When Madam appeared next morning I eyed her all the time. She looked very tired, and I could see that she was very ill at ease, and that made me wonder all the more what, if anything, was afoot. I did not see Mr Nicholls all day, and that made me cross because I wanted so badly to know what was going on but I felt he was keeping out of my way.

I do not know how I got through that day, waiting for something to happen, but nothing took place until after supper, when Mr Brontë was still alone in his room waiting, as I thought, for Mr Nicholls to turn up. To my surprise and disappointment, though, Mr Nicholls did not come for his usual time with him. Instead I saw
her
go into his room, and I noticed that she shut the door behind her, which was not usual unless folk wanted to talk about something very private. I was dying to know what she had to say to him that was so secret, but I could get nowhere near the door because Miss Aykroyd and the young girl we had taken on were about, and so I had to wait on.
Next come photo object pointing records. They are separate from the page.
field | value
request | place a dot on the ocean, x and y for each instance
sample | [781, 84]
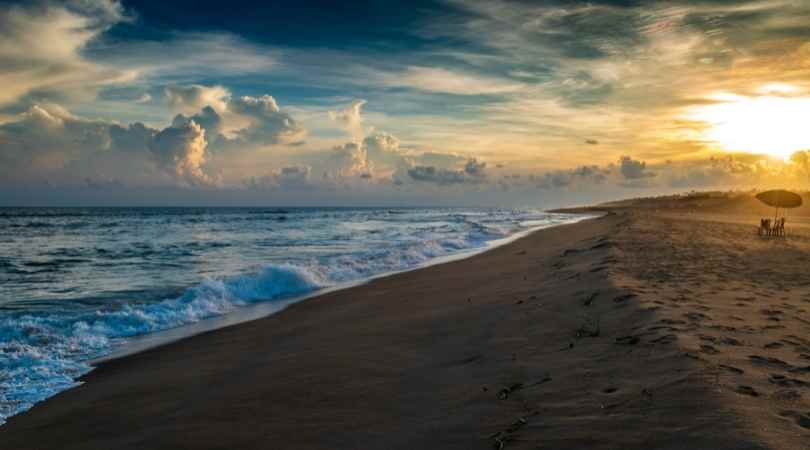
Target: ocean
[77, 284]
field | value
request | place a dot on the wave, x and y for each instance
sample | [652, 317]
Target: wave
[45, 351]
[43, 354]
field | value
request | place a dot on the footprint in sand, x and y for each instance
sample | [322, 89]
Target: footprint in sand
[731, 369]
[802, 420]
[781, 380]
[746, 390]
[768, 361]
[787, 395]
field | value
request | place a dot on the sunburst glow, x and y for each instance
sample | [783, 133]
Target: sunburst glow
[769, 124]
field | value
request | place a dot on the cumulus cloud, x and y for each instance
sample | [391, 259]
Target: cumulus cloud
[267, 124]
[132, 138]
[633, 169]
[350, 119]
[348, 160]
[41, 47]
[192, 98]
[441, 80]
[290, 177]
[208, 118]
[475, 168]
[472, 172]
[181, 151]
[579, 176]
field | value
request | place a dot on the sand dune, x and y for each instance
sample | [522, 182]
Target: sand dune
[649, 328]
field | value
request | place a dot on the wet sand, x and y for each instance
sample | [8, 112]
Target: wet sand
[643, 329]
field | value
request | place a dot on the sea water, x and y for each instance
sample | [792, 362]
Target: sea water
[78, 283]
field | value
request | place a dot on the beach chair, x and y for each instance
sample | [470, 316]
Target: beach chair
[765, 227]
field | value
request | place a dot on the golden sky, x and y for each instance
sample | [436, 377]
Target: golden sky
[434, 102]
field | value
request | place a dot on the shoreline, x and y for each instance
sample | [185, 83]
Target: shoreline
[260, 310]
[570, 337]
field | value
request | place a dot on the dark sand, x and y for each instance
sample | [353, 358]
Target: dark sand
[643, 329]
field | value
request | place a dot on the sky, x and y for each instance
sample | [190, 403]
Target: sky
[449, 102]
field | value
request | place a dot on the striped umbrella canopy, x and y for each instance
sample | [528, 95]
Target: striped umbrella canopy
[780, 198]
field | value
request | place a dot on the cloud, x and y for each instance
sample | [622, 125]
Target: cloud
[133, 138]
[267, 124]
[290, 177]
[187, 57]
[441, 80]
[347, 161]
[475, 168]
[234, 122]
[41, 48]
[208, 119]
[582, 176]
[350, 119]
[181, 151]
[472, 172]
[192, 98]
[632, 169]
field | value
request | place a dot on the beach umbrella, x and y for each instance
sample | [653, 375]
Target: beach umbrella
[780, 198]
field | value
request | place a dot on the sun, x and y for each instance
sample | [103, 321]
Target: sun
[774, 123]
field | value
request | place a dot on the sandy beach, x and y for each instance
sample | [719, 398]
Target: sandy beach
[661, 325]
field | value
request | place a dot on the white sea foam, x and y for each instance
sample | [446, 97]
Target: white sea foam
[44, 351]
In fact, though, it was a good job that I did not have my ear pressed against it because she had not been in there for many minutes before the door was flung open and she was out again. I was just coming along the passage as she flounced out, and I could see that there were tears in her eyes and her face was all red and set. She made as if to go up the stairs, but when she saw me she stopped stunt and went into the sitting room.

The next time I saw her was when, the following morning, I saw her making her way to the Church, and I felt that she was almost surely going to see Mr Nicholls. She was gone a long time, and I did not see her come back, but she came into the kitchen to see how dinner was getting on and I knew that something was very wrong because she looked much the same as she had done on the night before. She said very little to me though, and I had only short sightings of her for the rest of the day.

I lingered about that evening, making up jobs, until well past Mr Nicholls' time to come and see Mr Brontë, but he did not come and so, as I did whenever I could, I popped home for a minute or two.

When I got to our house Mother put her finger to her lips and shut the kitchen door fast. I wondered what on earth could be wrong, but she told me that Mr Nicholls had come back from the Church at dinner time in a black fury and had gone straight to his room and was there still. He had eaten naught, and had not opened his door when Mother tapped at it to see if he was all right. All he had said, very shortly, was that he
was
– Mother said he did not sound it – but would require no food that day.

He must have heard my voice as we moved along to the living room, because only a short time after I had got there he came down and gave me an envelope and asked me if I would take it to Mr Brontë. I wanted to ask him why he was not going to see him at the Parsonage that night, but he looked so pale and drawn that I could not. My heart quite went out to him, but with my family there I could say naught of what I felt.

I took the letter back with me and gave it to Mr Brontë, and later on Madam went and spoke with him again. She did not seem very happy when she came out and was in such a bad temper for the rest of the night that I was glad to get to bed out of it all.

The next night I popped home again and Mother told me that although he had taken some food at dinner time he had not been out of the house all day. She said that she did not think he was sick, but he looked very wan and seemed most troubled about something.

I took off my coat and began giving Mother a hand in the kitchen, and then I was more than pleased when she asked me to tap on Mr Nicholls' door to see if he wanted any supper, as I was dying to speak to him.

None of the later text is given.